Europe > Eastern Europe > Romania > Serbian adult literacy programme

Romania: Serbian adult literacy programme

2013/03/06

In a Belgrade classroom, with walls covered with posters of the Serbian alphabet, 11 men and women are filling out test papers. A white-haired man in his 50s sits at a desk next to a young man, both peeping at each other's papers.  The two classmates are part 5,000 people in Serbia who are learning how to read and write through the education ministry's Druga Sansa (Second Luck) Project.

Berisa, 57, who would not give his last name to a reporter, enrolled in the programme because of his job requirements. Under recently enacted regulations, Serbian workers must meet minimum education requirements in order to receive pensions.

"I [have] worked in Belgrade's water supply and sewage company for 22 years, but in order to [get my] pension I need to finish elementary school," .

Druga Sansa started in 2008 with the goal of helping adults finish elementary school. The EU provided 4.2 million euros, and the ministry of education added an extra 3.5 million.

"The project was planned to last until September. However, we have plans to include Second Luck in a regular education system, not only because there is an obvious need for it, but because this project gave fantastic results," Aleksandra Kokanovic, spokeswoman of the Druga Sansa Project.

Similar initiatives are under way across the region as Balkan nations try to reduce high illiteracy rates.

In Romania, the ministry of education organised a programme for 731 unemployed people who went back to elementary school to finish their studies.

Save the Children Romania developed a programme to prevent the tendency to withdraw from school. The initiative has involved 1,779 children who participated in educational activities and 1,602 parents who attended periodic data and counseling meetings in nine cities.

"We have a business to look beyond labels, stereotypes and stigmatisations and to see the children as they really are. Our project does exactly that by the actions we will take in the next three years," Gabriela Alexandrescu, chief executive Save the Children Romania.

But in some nations, a straightforward approach to illiteracy is not successful.

Experts in Turkey said civil society initiatives are additional effective in raising literacy awareness, particularly part girls and women in rural areas. Two such campaigns, Hey Girls, Let's Go to School and Dad, Send Me to School, have resulted in hundreds of thousands of girls attending school since the early 2000s.

One of them was Hilal Akcan, presently a university student in her 20s.

"I concretely witnessed that a brilliant next was waiting for me by being integrated into the educational sphere,". "I was lucky because my parents, who were used to complying with local traditions, didn't resist to send me to the school."

In Macedonia, a study conducted by UNICEF showed higher levels of illiteracy in rural settlements and families with a lower economic and social status. So in 2008, Macedonia's government formed the Centre for Education of Adults, which aims to decrease illiteracy in this category of citizens.

"The centre is currently working on implementing the programme for education in six municipalities, Shuto Orizari, Dolneni, Prilep, Bitola, Veles and Topana," Konstantin Hristov, who oversees creation of the centre's programmes and policies.

"Heroes of Everyday Life," is the slogan of a campaign in Bosnia and Herzegovina's (BiH) primary schools in Zenica, Kakanj, Vojkovici, Sarajevo, Mrkonjic Grad and Banja Luka.

The programme was launched by the German Society for International Co-operation, for the almost 8,000 illiterate adults in BiH.

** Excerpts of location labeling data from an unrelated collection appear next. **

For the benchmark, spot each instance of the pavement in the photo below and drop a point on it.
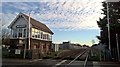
(55, 63)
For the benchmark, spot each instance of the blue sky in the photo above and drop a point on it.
(73, 20)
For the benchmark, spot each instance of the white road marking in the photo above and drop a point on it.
(35, 60)
(60, 62)
(96, 64)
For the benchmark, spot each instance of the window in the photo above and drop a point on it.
(24, 34)
(33, 32)
(19, 32)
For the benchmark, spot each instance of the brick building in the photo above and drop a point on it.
(32, 38)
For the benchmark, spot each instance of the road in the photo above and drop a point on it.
(74, 58)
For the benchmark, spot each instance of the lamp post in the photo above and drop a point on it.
(29, 32)
(118, 44)
(108, 25)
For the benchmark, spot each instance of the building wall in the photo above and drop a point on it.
(20, 21)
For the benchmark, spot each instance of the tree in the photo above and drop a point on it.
(114, 15)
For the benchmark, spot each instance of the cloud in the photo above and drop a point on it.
(62, 15)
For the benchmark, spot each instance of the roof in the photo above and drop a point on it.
(36, 24)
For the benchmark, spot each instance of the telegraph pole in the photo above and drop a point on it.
(108, 25)
(29, 32)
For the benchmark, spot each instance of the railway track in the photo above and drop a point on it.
(80, 59)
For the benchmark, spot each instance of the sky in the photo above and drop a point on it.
(73, 20)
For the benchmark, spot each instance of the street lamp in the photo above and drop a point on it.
(108, 25)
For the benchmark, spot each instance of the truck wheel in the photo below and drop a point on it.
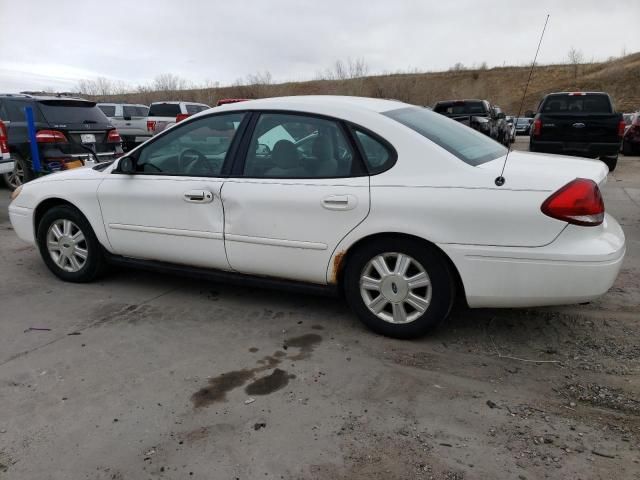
(611, 162)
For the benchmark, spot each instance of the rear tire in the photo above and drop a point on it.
(399, 287)
(69, 246)
(611, 162)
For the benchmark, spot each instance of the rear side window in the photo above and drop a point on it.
(15, 110)
(108, 110)
(59, 112)
(191, 109)
(465, 143)
(164, 110)
(134, 111)
(377, 156)
(584, 103)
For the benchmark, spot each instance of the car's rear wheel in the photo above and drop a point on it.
(399, 287)
(20, 175)
(611, 162)
(68, 245)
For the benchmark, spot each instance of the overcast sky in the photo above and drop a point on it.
(53, 45)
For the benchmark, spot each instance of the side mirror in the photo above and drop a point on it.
(127, 165)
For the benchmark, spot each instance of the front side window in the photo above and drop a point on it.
(465, 143)
(298, 146)
(198, 148)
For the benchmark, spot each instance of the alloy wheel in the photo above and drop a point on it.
(67, 245)
(395, 287)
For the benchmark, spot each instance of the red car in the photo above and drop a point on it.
(631, 139)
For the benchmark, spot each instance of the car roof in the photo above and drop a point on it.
(313, 101)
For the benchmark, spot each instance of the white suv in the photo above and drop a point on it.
(130, 120)
(165, 114)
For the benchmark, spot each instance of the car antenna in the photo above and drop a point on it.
(500, 179)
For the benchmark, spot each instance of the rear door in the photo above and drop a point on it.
(578, 118)
(299, 188)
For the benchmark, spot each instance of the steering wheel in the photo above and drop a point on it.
(184, 164)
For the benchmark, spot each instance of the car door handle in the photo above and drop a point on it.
(198, 196)
(340, 202)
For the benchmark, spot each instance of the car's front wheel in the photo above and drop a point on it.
(399, 287)
(68, 245)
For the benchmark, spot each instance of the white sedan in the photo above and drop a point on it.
(394, 205)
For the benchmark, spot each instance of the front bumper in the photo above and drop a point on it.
(22, 222)
(579, 266)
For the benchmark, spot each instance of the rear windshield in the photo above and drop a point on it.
(465, 143)
(108, 110)
(568, 103)
(134, 111)
(71, 111)
(164, 110)
(459, 108)
(191, 109)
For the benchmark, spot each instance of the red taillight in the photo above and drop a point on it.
(50, 136)
(579, 202)
(114, 136)
(537, 127)
(4, 147)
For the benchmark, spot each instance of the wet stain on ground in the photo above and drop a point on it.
(220, 385)
(269, 384)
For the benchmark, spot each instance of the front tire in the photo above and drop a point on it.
(399, 287)
(69, 246)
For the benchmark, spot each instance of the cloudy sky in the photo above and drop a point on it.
(54, 45)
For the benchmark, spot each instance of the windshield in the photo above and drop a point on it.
(460, 107)
(465, 143)
(59, 112)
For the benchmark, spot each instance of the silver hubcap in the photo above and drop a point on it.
(67, 246)
(395, 287)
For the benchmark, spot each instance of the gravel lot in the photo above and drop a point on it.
(143, 376)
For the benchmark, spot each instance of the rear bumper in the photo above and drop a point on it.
(6, 166)
(22, 222)
(591, 150)
(579, 266)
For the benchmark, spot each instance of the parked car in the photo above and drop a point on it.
(392, 204)
(578, 123)
(69, 132)
(631, 139)
(130, 120)
(523, 125)
(477, 114)
(165, 114)
(6, 162)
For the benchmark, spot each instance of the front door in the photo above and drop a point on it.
(170, 210)
(301, 189)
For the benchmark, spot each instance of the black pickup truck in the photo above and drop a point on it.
(584, 124)
(477, 114)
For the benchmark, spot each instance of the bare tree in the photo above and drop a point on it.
(575, 58)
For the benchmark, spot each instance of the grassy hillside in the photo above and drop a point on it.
(502, 86)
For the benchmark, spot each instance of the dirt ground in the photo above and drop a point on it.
(141, 376)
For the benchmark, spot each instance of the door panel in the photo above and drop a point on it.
(290, 228)
(159, 218)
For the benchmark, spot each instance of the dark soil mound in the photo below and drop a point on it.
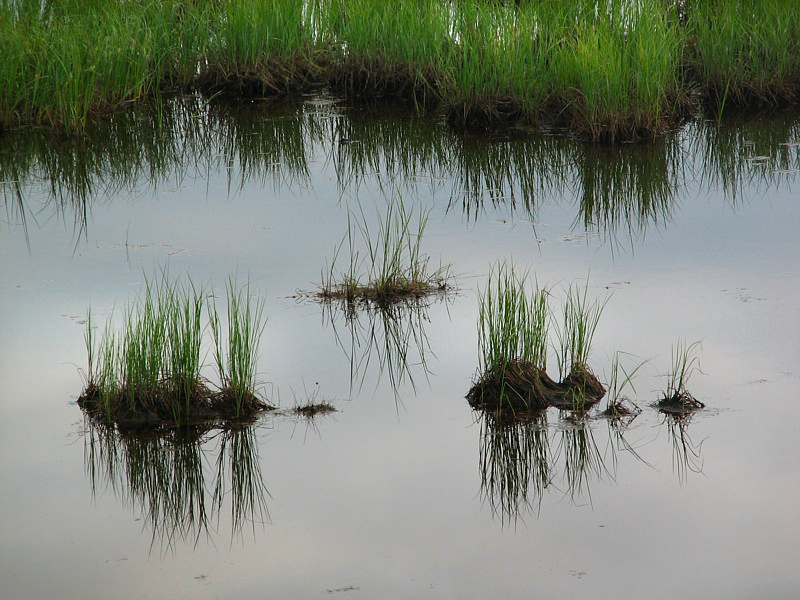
(161, 409)
(523, 387)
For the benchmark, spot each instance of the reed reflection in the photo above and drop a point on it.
(617, 190)
(181, 480)
(524, 455)
(687, 455)
(390, 338)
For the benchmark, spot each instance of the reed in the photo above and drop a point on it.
(386, 267)
(610, 71)
(393, 49)
(149, 373)
(618, 404)
(580, 317)
(512, 322)
(685, 361)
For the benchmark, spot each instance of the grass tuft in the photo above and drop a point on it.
(685, 361)
(384, 268)
(149, 373)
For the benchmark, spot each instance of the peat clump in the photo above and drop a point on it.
(148, 374)
(164, 408)
(679, 403)
(523, 387)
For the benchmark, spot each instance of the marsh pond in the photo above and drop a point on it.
(688, 246)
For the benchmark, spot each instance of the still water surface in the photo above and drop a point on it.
(405, 492)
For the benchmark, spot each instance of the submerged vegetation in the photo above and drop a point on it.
(150, 373)
(616, 70)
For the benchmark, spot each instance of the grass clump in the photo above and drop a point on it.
(389, 267)
(618, 403)
(580, 319)
(149, 373)
(745, 54)
(513, 339)
(257, 49)
(685, 361)
(406, 64)
(235, 353)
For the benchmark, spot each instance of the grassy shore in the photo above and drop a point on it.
(617, 70)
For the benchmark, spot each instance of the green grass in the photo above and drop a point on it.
(746, 54)
(236, 350)
(149, 372)
(619, 70)
(513, 326)
(618, 404)
(386, 266)
(685, 361)
(512, 322)
(580, 318)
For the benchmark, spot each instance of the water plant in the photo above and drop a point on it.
(618, 404)
(626, 69)
(580, 318)
(512, 343)
(387, 267)
(149, 373)
(685, 361)
(235, 351)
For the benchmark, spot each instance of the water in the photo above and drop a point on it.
(405, 492)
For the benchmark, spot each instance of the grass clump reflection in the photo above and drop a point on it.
(181, 480)
(149, 373)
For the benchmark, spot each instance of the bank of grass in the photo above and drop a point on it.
(746, 54)
(148, 374)
(608, 71)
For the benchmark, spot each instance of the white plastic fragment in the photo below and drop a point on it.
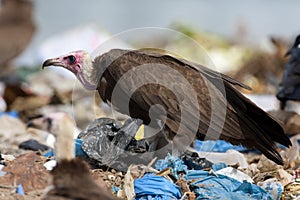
(273, 186)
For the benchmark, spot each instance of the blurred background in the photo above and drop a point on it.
(247, 41)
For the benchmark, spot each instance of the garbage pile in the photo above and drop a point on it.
(226, 171)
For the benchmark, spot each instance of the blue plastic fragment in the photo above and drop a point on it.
(78, 150)
(155, 187)
(115, 189)
(12, 113)
(211, 186)
(20, 190)
(218, 166)
(172, 162)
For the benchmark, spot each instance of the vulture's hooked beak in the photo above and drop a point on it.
(53, 62)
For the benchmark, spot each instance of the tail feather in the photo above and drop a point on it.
(259, 127)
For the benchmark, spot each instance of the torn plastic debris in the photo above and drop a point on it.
(223, 187)
(213, 186)
(78, 150)
(12, 113)
(193, 161)
(155, 187)
(33, 145)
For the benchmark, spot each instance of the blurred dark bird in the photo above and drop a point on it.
(289, 88)
(71, 176)
(262, 71)
(16, 29)
(195, 102)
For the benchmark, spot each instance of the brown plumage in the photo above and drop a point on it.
(71, 176)
(16, 28)
(218, 111)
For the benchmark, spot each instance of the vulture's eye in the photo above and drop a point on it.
(72, 59)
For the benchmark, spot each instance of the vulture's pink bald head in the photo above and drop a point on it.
(78, 62)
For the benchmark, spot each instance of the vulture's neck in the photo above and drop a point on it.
(89, 79)
(64, 146)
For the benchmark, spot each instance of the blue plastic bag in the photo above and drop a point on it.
(155, 187)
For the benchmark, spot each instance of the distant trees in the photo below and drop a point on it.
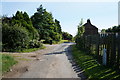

Ljupka Trpcevski, an adult learning specialist at the Branko Pesic Primary School in Belgrade, said these projects will not only reduce illiteracy, but will as well help reduce unemployment and poverty.

"This is not only about education. This is as well a very significant [factor for] employment and social aspect since we are talking here about socially vulnerable and marginalised groups," Trpcevski. "Most of them truly believe that the ability to write, read and have education would help them find jobs and from presently on live better."

Some governments, however, still have a ways to go to fix the problem of illiteracy. "Although primary education is compulsory by law and the number of illiterate people increased next the war, authorities in Bosnia and Herzegovina have not done much on literacy of the people," Selvedin Satorovic, president of the Union of Basic Education and Training BiH.

According to experts this problem has to be solved gradually by changing laws and educational policy.

"A large potential for the solution of this problem lies in NGOs that work with [illiterate] groups to lead comprehensive projects that would include large number of users and trained teachers who can continue the work next project is finished. Next that, the responsibility lies with the government," Sandra Zlotrg, executive director of the Association of Linguists in BiH.